European markets are a bit different. Right now, the U.K.’s competitive energy markets and capacity-constrained grid might make for the best fit with this demand-charge reduction model, Carrington said. In the Netherlands and Germany, however, the primary driver might be more focused on managing the new energy-market conditions that have arisen with their massive expansion of wind and solar power.

Stem is currently working with Kyocera and SunPower to combine solar and batteries for commercial buildings. To date, Germany’s behind-the-meter energy storage market has largely focused on residential, where falling feed-in tariffs and rising retail energy prices are making storing rooftop solar more lucrative than feeding it back to the grid.

In the larger scheme of things, RWE and other German utilities have been facing billion-dollar losses in recent years, as the rising scale and falling cost of renewables have undercut energy sales and revenues at their fossil-fuel-fired power plants. In response, RWE and fellow utilities like E.ON have been making moves into the distributed energy and customer energy services fields -- and energy storage is likely to be a key part of this transition.

On the commercial front, RWE is white-labeling residential solar-storage systems from German startup Sonnenbatterie, and has built a large-scale virtual power plant with Siemens that aggregates combined-heat-and-power systems, backup generators and small-scale hydropower resources as a grid market resource. It’s also fielding about a dozen pilot projects across Europe that combine large-scale renewable energy, customer-sited energy resources and local control systems, with the goal of finding cheaper and more reliable ways to integrate green energy into its operations. (Here’s a cool interactive map of RWE’s projects across Europe.)

RWE has developed a “Smart Operator” system, which autonomously regulates energy flows and grid conditions on a local level, using a shoebox-sized control box that links individual homes to a local substation. About 250 homes have been testing the system over the past year or so, with in-home devices hooked up to reduce power use when local grids are under stress.

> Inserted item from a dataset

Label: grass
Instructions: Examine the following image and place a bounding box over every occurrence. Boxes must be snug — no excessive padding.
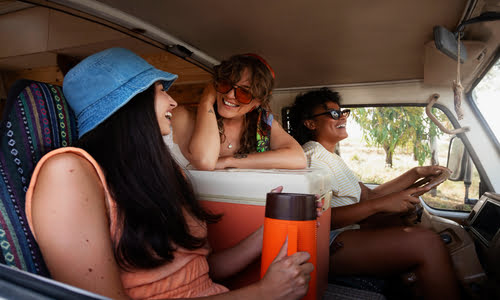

The changes could go deeper. According to an internal RWE document revealed two years ago, the utility plans to transform its business from dependence on large-scale power generation to a capital-light, distributed energy model. That would be following in the footsteps of E.ON, which last year announced a radical plan to spin off its traditional energy business units into a separate company and refocus its core efforts on renewable energy and distributed customer-facing project development.